CAST Shahab Hosseini, Taraneh Alidoosti
RATED PG-13 (adult scenes and themes)
PLAYING AT Roslyn Cinemas, Squire Cinemas and Malverne Cinema 4
BOTTOM LINE A compelling story of crime, revenge and karma. In Persian with English subtitles.
Writer-director Asghar Farhadi’s new drama “The Salesman,” which sold out screenings at last year’s Gold Coast film festival, thanks to the area’s sizable Persian population, was recently nominated for a foreign-language Oscar. It was another honor for Farhadi, the only Iranian ever to win an Oscar (for 2011’s “A Separation”), but it’s been slightly tarnished by America’s controversial new ban on visitors from seven majority-Muslim countries, including Iran.

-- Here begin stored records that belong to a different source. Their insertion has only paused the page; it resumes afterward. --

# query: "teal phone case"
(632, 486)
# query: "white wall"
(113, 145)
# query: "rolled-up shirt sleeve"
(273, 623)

In response, Farhadi announced that he would not attend the Oscars — a boycott, essentially — and released a statement condemning the use of fear “to justify extremist and fanatic behavior by narrow-minded individuals.”
It’s a sorry state of affairs when a director like Farhadi, whose generally apolitical films tell us that lives are pretty similar wherever they’re lived, finds himself hardening against the hard-liners. Farhadi has always seemed more akin to Emad (Shahab Hosseini), the protagonist of “The Salesman,” who remains calm even when harangued by an irate woman in a crowded taxi. “You can be sure a man acted very badly to that lady,” Emad says later, “and now she thinks they’re all the same.”
Although “The Salesman” isn’t about discrimination or prejudice, it is a fable about hatred. Emad and his wife, Rana (Taraneh Alidoosti), are actors in Tehran rehearsing for a production of Arthur Miller’s “Death of a Salesman.” Desperate for an apartment, they move into a hastily vacated one, not realizing that the former tenant was a lady with frequent “visitors.” One evening, someone drops by and viciously attacks Rana, turning her into a fearful, withdrawn and emotionally unstable woman.
What follows is a dark mystery in which Emad hunts down his wife’s attacker. Along the way, though, he loses the gift for empathy that has made him such a good actor, kind husband and well-liked teacher at a local school. When Emad finally finds his man, in a gut-wrenching sequence, his humanity all but disappears.
Thematically, the connection between Farhadi’s film and Miller’s play seems tenuous, but the fact that Iranian artists are honoring a classic American work shouldn’t be forgotten. Like many of Farhadi’s films, “The Salesman” says something profound about politics without directly addressing the issue at all.